Выбрать главу

Вернувшись от визиря, который заверил, что крымцы хотя и скучают по ясырю — взятке, однако не посмеют переступить через султанское запрещение. Пётр Андреевич, пройдя в свою палату, стащил с головы, как шапку, парик и швырнул на стол. Зажёг свечу и надолго остановил взгляд на шатком под сквозняками огоньке. Он угадывал: шведы вот-вот будут разбиты и европейские королевские дома тотчас вступят в ожесточённую борьбу, понуждая Порту к войне. «России мира не позволят, — думал Пётр Андреевич, — слишком счастлива судьба царя Петра, слишком многого он достиг, укрепившись в Прибалтике». Перед глазами встал любезно раскланивающийся маркиз Дезальер, загадочно улыбающийся австрийский посол Тальман. Свалить Мазепу оказалось не так уж трудно. С этими было сложней.

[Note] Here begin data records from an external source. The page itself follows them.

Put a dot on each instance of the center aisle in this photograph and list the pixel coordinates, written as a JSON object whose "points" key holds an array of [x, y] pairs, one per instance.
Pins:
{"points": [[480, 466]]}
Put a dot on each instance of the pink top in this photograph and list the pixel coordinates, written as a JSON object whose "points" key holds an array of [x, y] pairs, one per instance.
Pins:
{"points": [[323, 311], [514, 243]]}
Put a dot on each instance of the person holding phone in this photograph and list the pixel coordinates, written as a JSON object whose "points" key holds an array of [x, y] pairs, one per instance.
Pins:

Военные победы воочию объявляются на полях сражений. За столом дипломатов они не так очевидны и больше того — часто чреваты последствиями, которые на нет сводят затраченные усилия и даже саму кровь солдат. Спешат к победам только генералы. Мужам государственным должно одинаково рассчитывать последствия и побед и поражений.

Пётр Андреевич, тиская и сжимая попавшийся под руку парик, неотрывно смотрел на слабый огонёк свечи…

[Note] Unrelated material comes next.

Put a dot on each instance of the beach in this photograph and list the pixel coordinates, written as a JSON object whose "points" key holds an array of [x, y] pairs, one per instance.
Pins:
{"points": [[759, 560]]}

Тогда же, в Москве, провожая царя Петра под Полтаву, глава Посольского приказа Гаврила Иванович Головкин сказал:

— Ах, кабы Карл повернул да ушёл восвояси. Куда как славно бы сталось…

Пётр взглянул на него и промолчал. Он знал: Карл не повернёт, королю шведов ещё жаждалось побед, грозных атак, порохового дыма. О последствиях он не думал. Ехать было необходимо.

Через два месяца под Полтавой шведская армия была разгромлена наголову. Король Карл, раненный в плечо и ногу, едва спасся, уйдя от погони русских драгун. Гилленкрок бежал вместе с королём, граф Пипер попал в плен. Впереди его ждали заключение в Шлиссельбургской крепости и смерть в одном из её казематов.

Солдаты царя Петра сделали всё, что могли. Теперь в драку надо было вступать послу российскому — Петру Андреевичу Толстому.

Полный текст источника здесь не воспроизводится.